The final actress that deserves to be discussed within this post is Jamie Brewer, most notable for her work in the American Horror Stories series. In 2015, the actress became the first person with Down Syndrome to walk the runway in New York Fashion Week. Three years later, she also became the first person living with that condition to win the Drama Desk award for Outstanding Featured Actress in a Play. They did not create a separate category for her, put rather put her in the same category as every neurotypical actress in the academy. Again, that is all that can be asked; to be treated as an equal to every other person with the same profession.

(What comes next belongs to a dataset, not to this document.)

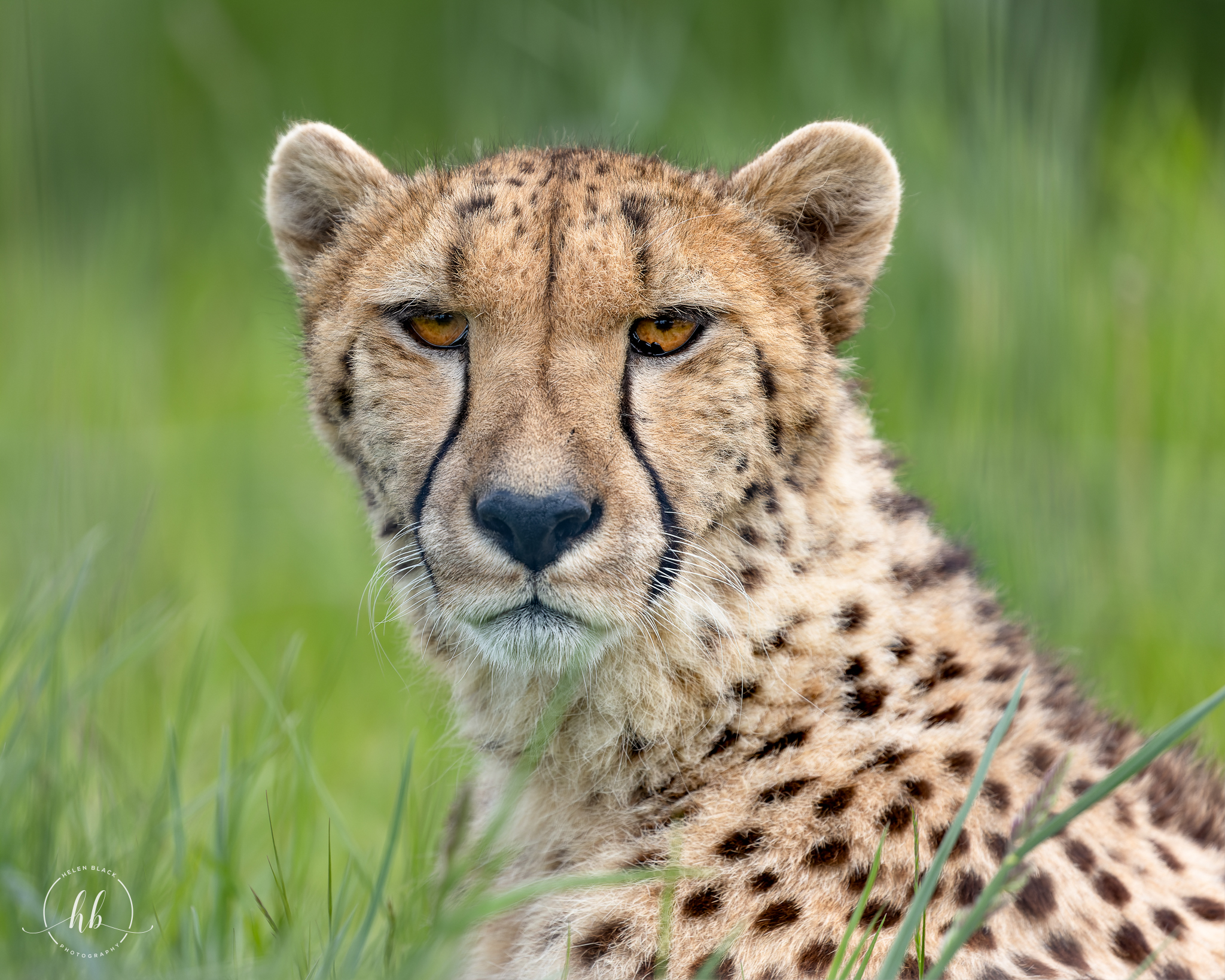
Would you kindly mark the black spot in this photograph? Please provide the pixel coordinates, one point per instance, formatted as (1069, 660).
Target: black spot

Forgive me if parts of this post seemed arrogant, I just can’t stand when I feel like others are trying to place me on some kind of pedestal just for living my life with ‘fun’ leftovers of a car accident and a traumatic brain injury. There are those in the world who have built themselves as voices of others living with the same medical or mental conditions as them, however, simply having that condition does not mean they need to become a model for that specific condition. We are just playing the hand that life dealt to us, nothing more, and we have as much right to privacy as anyone else. So what’s the end message to all this? How does the public know who to look up to as a role model and who to allow to blend into the background? Listen to the wishes of that person, and then follow those wishes. Yes, it’s that simple.